Oyo Assembly Cautions Churches, Mosques on Noise Pollution
  • PublishedMarch 21, 2017

Ibadan – The Oyo State House of Assembly has directed the state Ministry of Environment, Urban Development and Physical Planning to sanction Churches and Mosques that flout the Noise Pollution Law.

The Speaker of the House, Mr Michael Adeyemo (APC/Ibarapa-East), gave the directive at the plenary on Tuesday. Mr Isaac Ishola, the Commissioner in charge of the ministry and his counterpart in the Ministry of Information, Culture and Tourism, Mr Toye Arulogun, had appeared before the House. The House had on Feb. 16, summoned the two commissioners over incessant noise pollution in the state.

The speaker, who said he was impressed with the ministry’s efforts to curb noise pollution, urged it to take serious action against people who attacked the enforcement officers. “Those guilty of such must be duly prosecuted and jailed; this should not be taken with levity.
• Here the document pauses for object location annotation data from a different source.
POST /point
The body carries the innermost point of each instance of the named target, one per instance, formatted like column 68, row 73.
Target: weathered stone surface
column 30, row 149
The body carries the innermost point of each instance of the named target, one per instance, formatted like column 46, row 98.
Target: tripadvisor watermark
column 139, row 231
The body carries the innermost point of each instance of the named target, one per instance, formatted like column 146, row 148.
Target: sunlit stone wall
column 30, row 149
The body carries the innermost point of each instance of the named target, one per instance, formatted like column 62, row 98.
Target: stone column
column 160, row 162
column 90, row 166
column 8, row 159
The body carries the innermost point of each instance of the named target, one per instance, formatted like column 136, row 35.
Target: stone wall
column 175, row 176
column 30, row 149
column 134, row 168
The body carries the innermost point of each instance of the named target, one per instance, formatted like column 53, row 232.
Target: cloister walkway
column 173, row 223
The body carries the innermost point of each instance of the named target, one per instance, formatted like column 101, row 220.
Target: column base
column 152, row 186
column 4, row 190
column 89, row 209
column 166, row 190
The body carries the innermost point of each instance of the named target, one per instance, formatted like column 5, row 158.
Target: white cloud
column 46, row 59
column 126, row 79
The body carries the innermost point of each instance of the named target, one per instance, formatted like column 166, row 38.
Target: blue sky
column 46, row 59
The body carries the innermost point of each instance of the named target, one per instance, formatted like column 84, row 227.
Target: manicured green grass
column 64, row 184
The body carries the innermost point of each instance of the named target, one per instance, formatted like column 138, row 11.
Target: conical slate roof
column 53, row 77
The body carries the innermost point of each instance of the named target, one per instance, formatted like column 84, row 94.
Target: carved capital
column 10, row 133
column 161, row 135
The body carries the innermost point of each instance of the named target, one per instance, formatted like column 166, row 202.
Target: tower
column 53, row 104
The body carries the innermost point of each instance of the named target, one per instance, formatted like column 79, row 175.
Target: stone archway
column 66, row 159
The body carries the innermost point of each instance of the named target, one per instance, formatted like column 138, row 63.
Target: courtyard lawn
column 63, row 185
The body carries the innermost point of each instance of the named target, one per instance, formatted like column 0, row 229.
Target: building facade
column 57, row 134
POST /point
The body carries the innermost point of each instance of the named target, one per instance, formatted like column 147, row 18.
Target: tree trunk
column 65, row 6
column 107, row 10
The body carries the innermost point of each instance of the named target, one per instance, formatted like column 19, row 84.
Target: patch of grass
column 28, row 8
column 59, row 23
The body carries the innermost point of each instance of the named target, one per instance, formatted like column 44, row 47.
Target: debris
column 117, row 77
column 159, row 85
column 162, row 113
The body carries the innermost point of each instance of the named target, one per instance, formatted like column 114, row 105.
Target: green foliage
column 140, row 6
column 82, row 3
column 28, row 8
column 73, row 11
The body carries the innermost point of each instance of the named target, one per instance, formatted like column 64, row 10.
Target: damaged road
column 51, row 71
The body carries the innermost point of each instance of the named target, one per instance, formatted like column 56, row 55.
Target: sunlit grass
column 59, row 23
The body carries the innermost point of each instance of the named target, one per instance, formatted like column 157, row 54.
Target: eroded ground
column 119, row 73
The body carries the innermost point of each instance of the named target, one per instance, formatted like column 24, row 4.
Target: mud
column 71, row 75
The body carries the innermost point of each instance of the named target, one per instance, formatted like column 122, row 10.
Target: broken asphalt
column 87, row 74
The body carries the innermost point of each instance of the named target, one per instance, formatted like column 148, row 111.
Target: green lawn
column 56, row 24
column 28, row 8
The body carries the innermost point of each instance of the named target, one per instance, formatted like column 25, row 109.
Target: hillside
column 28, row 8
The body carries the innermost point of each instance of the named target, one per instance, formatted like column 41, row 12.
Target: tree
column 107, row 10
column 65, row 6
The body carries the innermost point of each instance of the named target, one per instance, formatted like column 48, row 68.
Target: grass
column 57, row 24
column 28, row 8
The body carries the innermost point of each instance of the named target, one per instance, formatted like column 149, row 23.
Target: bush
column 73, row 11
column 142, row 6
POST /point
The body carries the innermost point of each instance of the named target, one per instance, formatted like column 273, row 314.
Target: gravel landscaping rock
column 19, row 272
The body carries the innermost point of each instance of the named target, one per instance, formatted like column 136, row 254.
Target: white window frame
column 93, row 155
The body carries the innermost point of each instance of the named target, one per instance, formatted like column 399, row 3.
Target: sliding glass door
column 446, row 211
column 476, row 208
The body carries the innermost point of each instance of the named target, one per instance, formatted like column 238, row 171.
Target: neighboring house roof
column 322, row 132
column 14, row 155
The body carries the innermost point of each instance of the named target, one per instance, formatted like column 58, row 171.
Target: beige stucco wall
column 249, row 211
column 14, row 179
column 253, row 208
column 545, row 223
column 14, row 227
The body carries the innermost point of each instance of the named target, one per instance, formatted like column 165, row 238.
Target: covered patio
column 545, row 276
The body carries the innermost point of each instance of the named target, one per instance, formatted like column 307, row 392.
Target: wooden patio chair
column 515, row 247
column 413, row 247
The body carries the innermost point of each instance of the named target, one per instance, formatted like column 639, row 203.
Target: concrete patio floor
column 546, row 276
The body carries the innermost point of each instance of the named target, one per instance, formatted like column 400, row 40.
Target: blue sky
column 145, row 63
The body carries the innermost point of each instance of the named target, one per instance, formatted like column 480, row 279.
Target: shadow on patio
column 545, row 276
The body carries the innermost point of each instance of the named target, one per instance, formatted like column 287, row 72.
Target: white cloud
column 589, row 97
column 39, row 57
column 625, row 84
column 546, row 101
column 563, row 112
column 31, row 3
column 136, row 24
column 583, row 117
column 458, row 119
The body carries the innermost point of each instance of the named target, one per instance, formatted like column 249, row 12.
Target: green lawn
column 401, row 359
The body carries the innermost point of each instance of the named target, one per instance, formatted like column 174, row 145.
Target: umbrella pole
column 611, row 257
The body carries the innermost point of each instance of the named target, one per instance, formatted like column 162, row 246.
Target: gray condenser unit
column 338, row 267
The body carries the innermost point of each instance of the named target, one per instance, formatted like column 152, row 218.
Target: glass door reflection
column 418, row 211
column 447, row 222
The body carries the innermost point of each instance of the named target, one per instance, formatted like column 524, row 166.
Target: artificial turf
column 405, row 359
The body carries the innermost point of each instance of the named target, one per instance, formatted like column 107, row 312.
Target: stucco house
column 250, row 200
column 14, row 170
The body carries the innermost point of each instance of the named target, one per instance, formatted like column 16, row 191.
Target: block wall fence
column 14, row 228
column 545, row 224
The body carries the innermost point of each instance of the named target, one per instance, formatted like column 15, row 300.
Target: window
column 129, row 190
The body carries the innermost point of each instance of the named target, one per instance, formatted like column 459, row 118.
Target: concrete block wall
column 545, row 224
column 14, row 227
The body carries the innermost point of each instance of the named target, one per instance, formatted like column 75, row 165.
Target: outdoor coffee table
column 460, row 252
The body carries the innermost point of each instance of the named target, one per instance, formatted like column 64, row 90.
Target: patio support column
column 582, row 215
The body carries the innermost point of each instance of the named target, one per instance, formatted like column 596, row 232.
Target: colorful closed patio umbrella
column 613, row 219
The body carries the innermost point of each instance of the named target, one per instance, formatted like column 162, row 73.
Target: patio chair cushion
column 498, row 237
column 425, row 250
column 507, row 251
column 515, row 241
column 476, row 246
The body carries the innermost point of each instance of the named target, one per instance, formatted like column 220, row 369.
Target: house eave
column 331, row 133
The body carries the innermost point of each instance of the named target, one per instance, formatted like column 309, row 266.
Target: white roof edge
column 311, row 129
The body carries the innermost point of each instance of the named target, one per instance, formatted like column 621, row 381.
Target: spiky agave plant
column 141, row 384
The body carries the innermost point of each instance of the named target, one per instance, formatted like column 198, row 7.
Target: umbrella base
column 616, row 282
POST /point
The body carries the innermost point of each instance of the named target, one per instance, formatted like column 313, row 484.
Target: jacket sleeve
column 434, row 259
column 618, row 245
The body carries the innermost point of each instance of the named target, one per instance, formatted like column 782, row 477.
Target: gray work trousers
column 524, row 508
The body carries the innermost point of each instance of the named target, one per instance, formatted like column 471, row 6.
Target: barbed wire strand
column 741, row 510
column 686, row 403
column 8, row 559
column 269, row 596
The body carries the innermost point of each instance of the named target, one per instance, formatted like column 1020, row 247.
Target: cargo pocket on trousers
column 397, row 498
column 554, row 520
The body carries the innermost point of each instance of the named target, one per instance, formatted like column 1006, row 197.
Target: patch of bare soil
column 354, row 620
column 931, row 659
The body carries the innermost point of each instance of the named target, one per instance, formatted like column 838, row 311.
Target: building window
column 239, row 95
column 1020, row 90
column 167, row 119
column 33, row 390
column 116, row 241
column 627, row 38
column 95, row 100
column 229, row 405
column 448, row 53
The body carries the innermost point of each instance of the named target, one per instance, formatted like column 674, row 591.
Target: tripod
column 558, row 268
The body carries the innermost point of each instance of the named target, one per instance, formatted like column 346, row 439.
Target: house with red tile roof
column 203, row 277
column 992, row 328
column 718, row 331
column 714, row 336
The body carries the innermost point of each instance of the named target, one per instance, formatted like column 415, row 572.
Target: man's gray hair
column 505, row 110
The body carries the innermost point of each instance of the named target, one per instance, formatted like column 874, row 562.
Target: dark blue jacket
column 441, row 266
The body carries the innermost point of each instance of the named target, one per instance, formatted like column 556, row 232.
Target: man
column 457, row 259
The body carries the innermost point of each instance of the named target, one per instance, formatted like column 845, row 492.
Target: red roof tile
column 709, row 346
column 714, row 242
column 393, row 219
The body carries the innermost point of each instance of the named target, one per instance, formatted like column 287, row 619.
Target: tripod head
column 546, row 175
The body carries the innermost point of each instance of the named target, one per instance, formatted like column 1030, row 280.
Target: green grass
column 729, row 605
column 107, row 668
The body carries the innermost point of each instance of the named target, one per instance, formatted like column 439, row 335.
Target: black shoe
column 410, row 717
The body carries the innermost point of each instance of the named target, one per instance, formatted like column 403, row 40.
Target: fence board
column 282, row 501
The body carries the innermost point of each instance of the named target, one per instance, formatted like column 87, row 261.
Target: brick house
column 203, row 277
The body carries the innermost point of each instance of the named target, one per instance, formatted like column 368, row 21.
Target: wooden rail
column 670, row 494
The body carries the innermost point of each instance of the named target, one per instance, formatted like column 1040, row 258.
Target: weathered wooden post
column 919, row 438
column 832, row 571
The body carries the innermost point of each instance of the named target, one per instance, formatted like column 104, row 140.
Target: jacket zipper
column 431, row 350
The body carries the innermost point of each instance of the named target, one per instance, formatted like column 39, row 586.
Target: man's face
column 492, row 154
“How will they perform their jobs effectively, if they cannot enjoy the protection of the state,” he said. Adeyemo said that since all avenues of dialogue and sensitization had been explored but failed, the ministry should implement the laws by sanctioning and closing down any erring place of worship.

“ If you have invited a church since January, 2016 and it refused to honour the invitation and another one signed an undertaking since February, 2016 and has not complied, then seal them.

“If some are complying and others are not, you are giving room for impunity,’’ the speaker said. Ishola had earlier told the lawmakers at the plenary that Churches and Mosques contributed 70 per cent of noise pollution within Ibadan metropolis.

He said that noise from the social gatherings only accounted for 10 per cent.

“The telecommunications companies are not left out; they contribute about 10 per cent, while vehicular noise and generator noise constitute three and five per cent respectively,” he said. Ishola said that in spite of the stakeholders’ meetings with various representatives, the menace of noise pollution still persisted in the area.

According to him, the ministry’s officials that go out to enforce the Environmental Laws are either attacked physically or verbally threatened.

Ishola said the defaulters that were invited to the ministry failed to honour the invitation. Arulogun, on his part, told the lawmakers that the Ministry of Information, Culture and Tourism had engaged in door-to-door enlightenment to sensitise people on the dangers of noise pollution.